Tissue-Specific Carcinogenicity Prediction Using Multi-Task Learning on Attention-based Graph Neural Networks

Cancer is caused by the uncontrolled growth and division of abnormal cells. In industrialized societies, chemical exposure is one of the leading causes of cancer. Indeed, since certain compounds can induce cancer by damaging genes or affecting cellular metabolism, studying carcinogens is essential. However, previous studies have not considered that compounds may promote different tissue-specific carcinogenicity. Therefore, this study developed a multi-task learning framework to predict tissue-specific carcinogenicity in the liver, lung, stomach, and breast tissues. This framework consisted of a shared layer to extract common features and task-specific layers to perform task-specific predictions. The shared layer contains a graph attention network (GAT) layer to make atom representations that reflect the importance of neighboring atoms and parallel fully connected layers designed for each task combination.
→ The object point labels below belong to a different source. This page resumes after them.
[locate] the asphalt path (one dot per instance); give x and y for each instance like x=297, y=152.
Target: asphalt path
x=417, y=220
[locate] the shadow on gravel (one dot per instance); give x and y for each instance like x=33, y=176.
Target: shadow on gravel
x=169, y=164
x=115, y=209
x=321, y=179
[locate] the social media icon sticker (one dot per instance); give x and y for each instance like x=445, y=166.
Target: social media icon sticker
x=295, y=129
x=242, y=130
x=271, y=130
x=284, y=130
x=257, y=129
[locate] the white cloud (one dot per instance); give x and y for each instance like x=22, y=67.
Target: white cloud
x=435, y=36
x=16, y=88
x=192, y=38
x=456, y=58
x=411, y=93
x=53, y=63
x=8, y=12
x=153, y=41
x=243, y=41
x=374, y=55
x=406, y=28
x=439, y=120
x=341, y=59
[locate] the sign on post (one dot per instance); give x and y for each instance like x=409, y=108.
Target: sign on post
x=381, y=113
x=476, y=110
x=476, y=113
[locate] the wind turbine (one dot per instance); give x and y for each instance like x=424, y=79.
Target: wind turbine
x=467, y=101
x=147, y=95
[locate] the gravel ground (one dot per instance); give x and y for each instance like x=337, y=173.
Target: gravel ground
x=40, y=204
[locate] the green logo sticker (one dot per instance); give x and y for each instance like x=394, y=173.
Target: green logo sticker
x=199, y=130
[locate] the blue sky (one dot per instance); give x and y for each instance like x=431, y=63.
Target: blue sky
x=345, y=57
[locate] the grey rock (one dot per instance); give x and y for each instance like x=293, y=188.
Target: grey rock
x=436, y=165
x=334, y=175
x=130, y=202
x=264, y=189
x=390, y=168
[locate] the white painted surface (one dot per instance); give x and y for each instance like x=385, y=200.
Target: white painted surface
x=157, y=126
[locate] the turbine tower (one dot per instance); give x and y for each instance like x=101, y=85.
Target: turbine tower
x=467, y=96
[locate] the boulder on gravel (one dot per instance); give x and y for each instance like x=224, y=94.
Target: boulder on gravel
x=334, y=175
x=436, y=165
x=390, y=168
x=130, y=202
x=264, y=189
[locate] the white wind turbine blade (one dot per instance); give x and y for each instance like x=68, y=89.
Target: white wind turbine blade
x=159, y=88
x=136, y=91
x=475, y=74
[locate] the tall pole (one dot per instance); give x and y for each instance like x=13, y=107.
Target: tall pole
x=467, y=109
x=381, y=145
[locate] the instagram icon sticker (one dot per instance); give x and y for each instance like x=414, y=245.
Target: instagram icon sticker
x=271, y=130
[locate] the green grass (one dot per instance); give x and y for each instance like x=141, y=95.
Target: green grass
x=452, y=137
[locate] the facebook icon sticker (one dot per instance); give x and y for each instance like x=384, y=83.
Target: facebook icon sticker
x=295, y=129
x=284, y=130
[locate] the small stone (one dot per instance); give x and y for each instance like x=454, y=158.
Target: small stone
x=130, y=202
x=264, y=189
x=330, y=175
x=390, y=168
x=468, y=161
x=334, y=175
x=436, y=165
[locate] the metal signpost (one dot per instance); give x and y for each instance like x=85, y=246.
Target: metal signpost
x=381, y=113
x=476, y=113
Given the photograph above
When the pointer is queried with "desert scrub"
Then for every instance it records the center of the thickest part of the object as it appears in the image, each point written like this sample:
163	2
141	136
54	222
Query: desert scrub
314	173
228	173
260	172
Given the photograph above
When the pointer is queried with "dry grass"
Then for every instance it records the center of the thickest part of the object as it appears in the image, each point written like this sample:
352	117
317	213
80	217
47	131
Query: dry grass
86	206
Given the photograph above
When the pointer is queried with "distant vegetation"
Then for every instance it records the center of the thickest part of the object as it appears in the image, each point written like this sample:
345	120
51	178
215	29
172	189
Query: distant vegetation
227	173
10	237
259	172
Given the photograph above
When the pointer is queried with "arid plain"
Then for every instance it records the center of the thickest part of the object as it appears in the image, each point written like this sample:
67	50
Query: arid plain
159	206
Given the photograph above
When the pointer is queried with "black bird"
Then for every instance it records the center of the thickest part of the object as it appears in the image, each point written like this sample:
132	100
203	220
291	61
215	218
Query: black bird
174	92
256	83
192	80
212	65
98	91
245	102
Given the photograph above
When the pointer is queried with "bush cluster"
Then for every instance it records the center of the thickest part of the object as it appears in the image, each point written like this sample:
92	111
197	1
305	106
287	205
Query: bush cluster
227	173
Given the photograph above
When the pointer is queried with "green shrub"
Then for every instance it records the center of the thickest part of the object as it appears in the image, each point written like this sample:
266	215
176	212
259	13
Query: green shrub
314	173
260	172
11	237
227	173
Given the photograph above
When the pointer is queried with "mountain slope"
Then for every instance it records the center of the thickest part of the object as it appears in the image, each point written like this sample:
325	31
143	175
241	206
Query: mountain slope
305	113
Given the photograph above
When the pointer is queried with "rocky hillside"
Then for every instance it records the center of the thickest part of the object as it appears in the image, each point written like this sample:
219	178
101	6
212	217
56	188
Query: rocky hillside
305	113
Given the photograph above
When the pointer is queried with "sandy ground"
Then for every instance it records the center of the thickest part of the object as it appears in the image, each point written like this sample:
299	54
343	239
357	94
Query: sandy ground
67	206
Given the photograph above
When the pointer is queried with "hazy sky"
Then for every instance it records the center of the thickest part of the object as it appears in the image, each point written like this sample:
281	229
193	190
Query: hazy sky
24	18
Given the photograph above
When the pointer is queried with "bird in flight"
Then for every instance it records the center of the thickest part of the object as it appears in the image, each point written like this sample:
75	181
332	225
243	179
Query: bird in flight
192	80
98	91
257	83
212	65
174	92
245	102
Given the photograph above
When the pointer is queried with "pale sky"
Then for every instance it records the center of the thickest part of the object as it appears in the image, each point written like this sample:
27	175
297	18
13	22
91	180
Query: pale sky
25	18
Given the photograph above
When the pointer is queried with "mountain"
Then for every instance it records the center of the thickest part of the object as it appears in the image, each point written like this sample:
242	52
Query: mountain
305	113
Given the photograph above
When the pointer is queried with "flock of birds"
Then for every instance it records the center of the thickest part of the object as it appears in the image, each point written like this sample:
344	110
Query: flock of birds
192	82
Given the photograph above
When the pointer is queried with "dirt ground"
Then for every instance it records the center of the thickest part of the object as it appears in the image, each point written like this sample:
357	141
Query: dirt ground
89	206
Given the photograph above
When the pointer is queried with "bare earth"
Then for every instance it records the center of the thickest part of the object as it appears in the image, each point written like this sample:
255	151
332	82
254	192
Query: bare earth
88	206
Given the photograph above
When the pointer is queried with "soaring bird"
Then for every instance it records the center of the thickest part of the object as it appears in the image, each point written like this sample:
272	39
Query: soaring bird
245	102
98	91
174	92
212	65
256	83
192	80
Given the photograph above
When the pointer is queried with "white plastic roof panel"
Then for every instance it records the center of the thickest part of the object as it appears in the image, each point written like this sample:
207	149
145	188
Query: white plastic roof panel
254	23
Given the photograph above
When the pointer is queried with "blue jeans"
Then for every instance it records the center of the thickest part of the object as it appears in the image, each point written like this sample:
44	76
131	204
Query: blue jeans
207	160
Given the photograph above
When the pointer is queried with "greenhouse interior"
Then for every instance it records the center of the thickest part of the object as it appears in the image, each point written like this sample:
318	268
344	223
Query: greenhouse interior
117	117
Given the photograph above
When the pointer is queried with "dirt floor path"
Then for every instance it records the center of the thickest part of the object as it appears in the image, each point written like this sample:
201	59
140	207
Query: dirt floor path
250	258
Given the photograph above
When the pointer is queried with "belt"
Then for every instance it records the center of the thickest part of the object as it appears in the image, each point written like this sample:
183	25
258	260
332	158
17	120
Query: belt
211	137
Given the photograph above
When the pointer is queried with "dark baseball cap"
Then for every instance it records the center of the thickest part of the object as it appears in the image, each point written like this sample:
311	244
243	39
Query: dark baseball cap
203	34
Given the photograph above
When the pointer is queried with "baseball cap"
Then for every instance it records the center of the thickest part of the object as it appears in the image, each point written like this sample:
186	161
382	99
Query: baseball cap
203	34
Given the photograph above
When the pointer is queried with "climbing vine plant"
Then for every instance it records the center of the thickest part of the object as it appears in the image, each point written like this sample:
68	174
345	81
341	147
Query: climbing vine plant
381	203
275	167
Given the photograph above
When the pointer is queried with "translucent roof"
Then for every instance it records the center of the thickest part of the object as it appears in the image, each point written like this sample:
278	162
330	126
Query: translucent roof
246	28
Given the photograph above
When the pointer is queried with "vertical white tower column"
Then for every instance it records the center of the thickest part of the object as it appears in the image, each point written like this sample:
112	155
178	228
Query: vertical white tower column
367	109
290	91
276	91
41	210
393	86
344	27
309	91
These shared representations are then passed to task-specific layers to predict tissue-specific carcinogenicity. This entire training process was conducted through stepwise learning, whereby the model was trained in the first step using partially labeled data for tissues, and the initial weights were determined during this process. The second step trained the model using fully labeled data for all tissues, allowing the model to perform the final training for carcinogenicity prediction. The results demonstrated that the proposed multi-task model achieved superior performance overall. The best performance was observed in the stomach task (AUROC: 0.825; AUPR: 0.867), outperforming single-task models (AUROC: 0.800; AUPR: 0.840) and previous studies (AUROC: 0.743–0.791; AUPR 0.788–0.827). We further analyzed molecules with high predicted carcinogenicity in each tissue and identified critical substructures for the prediction using the attention mechanism. This research can contribute to predicting the tissue-specific carcinogenicity of candidate chemicals in the early stages of drug development, thereby reducing research costs and time.